Para obter gratuidade, advogado militante precisa provar hipossuficiência



A gratuidade da justiça só pode ser concedida às pessoas cujo nível de renda não lhes permita pagar as despesas processuais sem causar prejuízo próprio, ou à família. Assim, um advogado militante, que tenha bens e atenda diversos processos em sua comarca, não deve receber o benefício, pois não se enquadra neste perfil.

A decisão é da 19ª Câmara Cível do TJRS, mantendo decisão que negou assistência judiciária gratuita ao advogado porto-alegrense Antonio Miller Madeira (OAB-RS nº 90.923).

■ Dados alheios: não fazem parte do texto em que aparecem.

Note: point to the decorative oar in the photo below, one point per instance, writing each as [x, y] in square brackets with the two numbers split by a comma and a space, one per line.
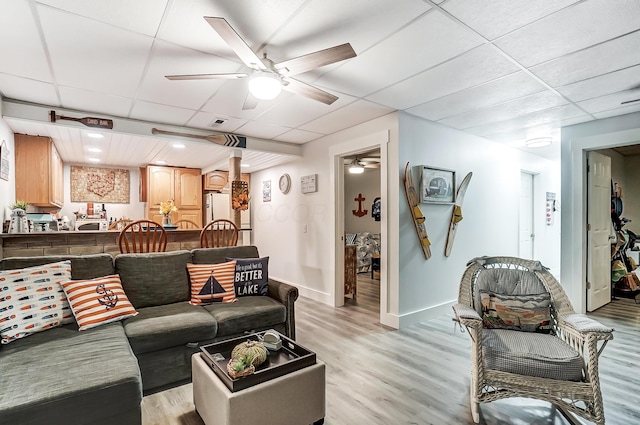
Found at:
[220, 139]
[88, 121]
[456, 214]
[416, 212]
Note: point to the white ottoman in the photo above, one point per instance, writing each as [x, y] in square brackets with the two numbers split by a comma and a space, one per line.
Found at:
[297, 398]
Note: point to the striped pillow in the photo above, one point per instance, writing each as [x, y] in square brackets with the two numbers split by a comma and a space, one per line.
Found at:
[212, 283]
[98, 301]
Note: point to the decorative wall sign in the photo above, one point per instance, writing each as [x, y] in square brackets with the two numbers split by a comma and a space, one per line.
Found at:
[437, 185]
[4, 161]
[105, 185]
[309, 183]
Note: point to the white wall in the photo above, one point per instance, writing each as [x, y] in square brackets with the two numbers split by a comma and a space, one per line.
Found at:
[134, 209]
[367, 184]
[576, 140]
[7, 187]
[490, 211]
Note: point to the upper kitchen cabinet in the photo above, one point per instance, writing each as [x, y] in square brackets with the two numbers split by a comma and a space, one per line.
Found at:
[39, 172]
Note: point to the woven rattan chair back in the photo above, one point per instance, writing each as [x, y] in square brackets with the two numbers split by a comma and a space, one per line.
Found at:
[142, 236]
[219, 233]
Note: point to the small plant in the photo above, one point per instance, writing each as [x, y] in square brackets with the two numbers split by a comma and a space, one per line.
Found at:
[22, 205]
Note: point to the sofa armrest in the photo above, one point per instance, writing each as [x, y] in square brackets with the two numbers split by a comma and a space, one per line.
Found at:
[287, 295]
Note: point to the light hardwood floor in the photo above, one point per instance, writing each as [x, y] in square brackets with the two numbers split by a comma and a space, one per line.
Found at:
[420, 375]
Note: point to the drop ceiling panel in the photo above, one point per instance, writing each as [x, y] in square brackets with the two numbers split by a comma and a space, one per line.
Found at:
[105, 59]
[142, 16]
[481, 65]
[603, 58]
[438, 37]
[25, 58]
[498, 17]
[507, 110]
[571, 29]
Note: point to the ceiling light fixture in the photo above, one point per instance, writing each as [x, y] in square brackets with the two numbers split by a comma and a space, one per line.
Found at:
[265, 85]
[355, 167]
[538, 142]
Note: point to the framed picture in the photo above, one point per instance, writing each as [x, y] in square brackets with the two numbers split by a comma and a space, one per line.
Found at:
[437, 185]
[4, 161]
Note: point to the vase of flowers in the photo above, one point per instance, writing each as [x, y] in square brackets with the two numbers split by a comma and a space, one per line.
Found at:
[166, 208]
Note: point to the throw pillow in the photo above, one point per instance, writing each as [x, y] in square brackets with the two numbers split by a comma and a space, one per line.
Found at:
[32, 300]
[530, 313]
[251, 276]
[98, 301]
[212, 283]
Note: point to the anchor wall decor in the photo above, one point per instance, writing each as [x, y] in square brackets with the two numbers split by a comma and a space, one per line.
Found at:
[359, 212]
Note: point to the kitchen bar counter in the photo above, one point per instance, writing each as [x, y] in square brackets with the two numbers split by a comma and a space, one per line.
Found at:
[86, 242]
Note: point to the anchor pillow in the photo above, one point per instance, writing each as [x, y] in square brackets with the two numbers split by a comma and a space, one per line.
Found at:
[211, 283]
[98, 301]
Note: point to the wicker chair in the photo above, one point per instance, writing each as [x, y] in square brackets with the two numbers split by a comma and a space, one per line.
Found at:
[560, 366]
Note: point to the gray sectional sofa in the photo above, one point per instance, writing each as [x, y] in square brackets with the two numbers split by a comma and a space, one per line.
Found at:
[99, 376]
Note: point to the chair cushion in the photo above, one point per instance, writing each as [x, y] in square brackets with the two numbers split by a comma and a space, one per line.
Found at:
[530, 354]
[159, 327]
[248, 313]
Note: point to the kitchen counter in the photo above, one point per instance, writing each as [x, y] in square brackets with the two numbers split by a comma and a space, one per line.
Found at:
[86, 242]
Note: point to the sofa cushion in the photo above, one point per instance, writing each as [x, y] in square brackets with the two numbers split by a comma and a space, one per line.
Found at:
[154, 278]
[531, 354]
[82, 266]
[248, 313]
[159, 327]
[74, 377]
[32, 300]
[219, 255]
[98, 301]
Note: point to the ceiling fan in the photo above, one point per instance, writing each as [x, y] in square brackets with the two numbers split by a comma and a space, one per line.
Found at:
[270, 76]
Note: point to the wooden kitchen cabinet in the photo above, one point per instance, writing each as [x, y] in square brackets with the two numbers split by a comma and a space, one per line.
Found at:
[183, 185]
[39, 172]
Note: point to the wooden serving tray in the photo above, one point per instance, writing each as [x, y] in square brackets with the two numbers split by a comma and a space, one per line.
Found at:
[289, 358]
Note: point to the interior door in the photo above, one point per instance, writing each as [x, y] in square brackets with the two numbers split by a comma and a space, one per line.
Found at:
[598, 231]
[525, 247]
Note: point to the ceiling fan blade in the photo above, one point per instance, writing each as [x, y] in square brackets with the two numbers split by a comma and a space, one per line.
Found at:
[237, 44]
[231, 76]
[298, 87]
[315, 60]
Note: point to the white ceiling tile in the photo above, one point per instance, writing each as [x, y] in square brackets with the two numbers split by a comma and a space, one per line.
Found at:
[160, 113]
[609, 102]
[603, 58]
[141, 16]
[626, 79]
[101, 103]
[94, 56]
[352, 114]
[439, 39]
[506, 110]
[21, 49]
[571, 29]
[37, 92]
[500, 90]
[498, 17]
[481, 65]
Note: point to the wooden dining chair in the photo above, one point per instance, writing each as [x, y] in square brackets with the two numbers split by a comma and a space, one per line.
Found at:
[142, 236]
[186, 224]
[219, 233]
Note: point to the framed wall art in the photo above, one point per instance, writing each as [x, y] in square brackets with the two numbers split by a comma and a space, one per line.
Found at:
[437, 185]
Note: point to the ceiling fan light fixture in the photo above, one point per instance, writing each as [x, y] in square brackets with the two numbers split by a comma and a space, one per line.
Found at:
[265, 85]
[538, 142]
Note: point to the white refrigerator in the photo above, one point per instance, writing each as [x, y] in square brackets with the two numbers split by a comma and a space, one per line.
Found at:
[218, 205]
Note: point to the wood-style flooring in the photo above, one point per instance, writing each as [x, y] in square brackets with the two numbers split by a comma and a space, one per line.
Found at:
[420, 375]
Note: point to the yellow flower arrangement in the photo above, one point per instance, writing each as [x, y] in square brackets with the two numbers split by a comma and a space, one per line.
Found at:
[168, 207]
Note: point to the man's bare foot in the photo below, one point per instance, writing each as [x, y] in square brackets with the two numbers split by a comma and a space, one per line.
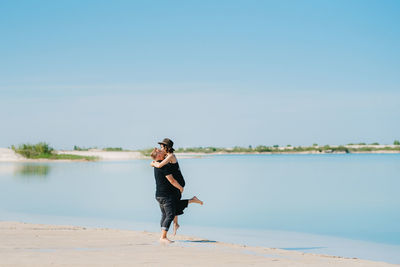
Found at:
[165, 241]
[196, 200]
[176, 226]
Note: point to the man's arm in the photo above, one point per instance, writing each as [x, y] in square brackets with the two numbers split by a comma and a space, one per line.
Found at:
[164, 162]
[174, 182]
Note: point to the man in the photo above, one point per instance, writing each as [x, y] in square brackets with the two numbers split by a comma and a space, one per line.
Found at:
[165, 194]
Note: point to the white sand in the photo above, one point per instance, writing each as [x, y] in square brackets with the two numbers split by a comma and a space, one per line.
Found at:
[49, 245]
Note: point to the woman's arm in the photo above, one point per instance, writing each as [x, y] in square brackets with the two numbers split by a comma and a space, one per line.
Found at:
[164, 162]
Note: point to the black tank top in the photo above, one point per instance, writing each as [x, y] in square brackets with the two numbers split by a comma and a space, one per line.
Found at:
[176, 173]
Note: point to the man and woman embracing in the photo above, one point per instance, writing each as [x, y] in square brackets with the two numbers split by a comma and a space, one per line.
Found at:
[169, 187]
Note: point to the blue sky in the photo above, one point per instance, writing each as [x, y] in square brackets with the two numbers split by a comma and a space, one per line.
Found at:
[218, 73]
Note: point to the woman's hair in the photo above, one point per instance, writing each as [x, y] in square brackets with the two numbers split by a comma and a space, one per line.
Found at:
[169, 149]
[153, 154]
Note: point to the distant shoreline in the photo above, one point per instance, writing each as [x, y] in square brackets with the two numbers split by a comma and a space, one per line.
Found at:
[8, 155]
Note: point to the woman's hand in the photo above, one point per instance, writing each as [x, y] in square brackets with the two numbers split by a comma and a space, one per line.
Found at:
[156, 164]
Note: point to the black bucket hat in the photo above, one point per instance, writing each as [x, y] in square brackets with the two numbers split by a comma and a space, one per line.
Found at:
[167, 142]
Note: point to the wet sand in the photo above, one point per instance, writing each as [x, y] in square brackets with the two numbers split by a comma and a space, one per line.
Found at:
[23, 244]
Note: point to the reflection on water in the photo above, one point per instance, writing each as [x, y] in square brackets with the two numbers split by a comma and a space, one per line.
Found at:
[32, 170]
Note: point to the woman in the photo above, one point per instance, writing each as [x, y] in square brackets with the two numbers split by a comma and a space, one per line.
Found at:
[171, 162]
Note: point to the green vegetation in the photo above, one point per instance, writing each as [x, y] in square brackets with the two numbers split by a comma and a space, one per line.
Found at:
[42, 150]
[77, 148]
[276, 149]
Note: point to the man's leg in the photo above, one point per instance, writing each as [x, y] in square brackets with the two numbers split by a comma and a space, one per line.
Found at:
[169, 209]
[195, 200]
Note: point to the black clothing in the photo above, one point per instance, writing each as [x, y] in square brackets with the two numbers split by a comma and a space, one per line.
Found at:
[181, 204]
[168, 207]
[174, 169]
[163, 187]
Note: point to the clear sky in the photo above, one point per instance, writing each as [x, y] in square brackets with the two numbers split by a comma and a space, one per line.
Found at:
[204, 73]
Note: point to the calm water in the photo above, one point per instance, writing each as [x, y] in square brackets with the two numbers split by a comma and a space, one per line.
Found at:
[344, 205]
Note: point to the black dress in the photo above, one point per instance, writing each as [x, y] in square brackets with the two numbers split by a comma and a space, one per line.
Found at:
[181, 204]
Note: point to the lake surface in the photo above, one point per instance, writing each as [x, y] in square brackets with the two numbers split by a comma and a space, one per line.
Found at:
[345, 205]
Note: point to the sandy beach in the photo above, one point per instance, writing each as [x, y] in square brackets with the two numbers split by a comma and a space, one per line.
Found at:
[23, 244]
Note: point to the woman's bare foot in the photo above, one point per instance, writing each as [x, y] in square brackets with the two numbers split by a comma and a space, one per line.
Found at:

O julgado confirmou o entendimento jurisdicional de primeiro grau: “O advogado, credor num processo de execução de sentença, possui profissão passível de gerar renda’’. Além disso, os bens declarados por Madeira afastaram a presunção de insuficiência de recursos.

No agravo de instrumento, afinal improvido, o advogado – que atua em causa própria - afirma que a mera titularidade de bens não se confunde com disponibilidade de renda para pagamento das despesas processuais e de honorários advocatícios. Ponderou que “embora seja advogado e patrocine algumas ações na comarca da Capital, não possui liquidez”.

Pretendendo comprovar a alegada hipossuficiência econômica, o advogado acostou cópia da declaração de Imposto de Renda Pessoa Física, que registra rendimentos brutos mensais de pouco mais de dois salários mínimos.

O relator do recurso, desembargador Voltaire de Lima Moraes, observou que o artigo 5º, inciso LXXIV, da Constituição, prevê expressamente a possibilidade de concessão do benefício, desde que comprovada a insuficiência de recursos. Conforme o julgado,

“tal dispositivo não deve ser interpretado de forma absoluta, pois, se houver dúvidas fundamentadas sobre a hipossuficiência, não bastando a simples declaração do postulante”.

O acórdão considerou que "segundo documentação acostada, o postulante atua como procurador em diversos processos, bem como tem um patrimônio de quase R$ 70.000,00 – nele incluído um veículo Hyundai HB20, o que não é compatível com a alegação de hipossuficiência econômica”. (Proc. nº 70080122054).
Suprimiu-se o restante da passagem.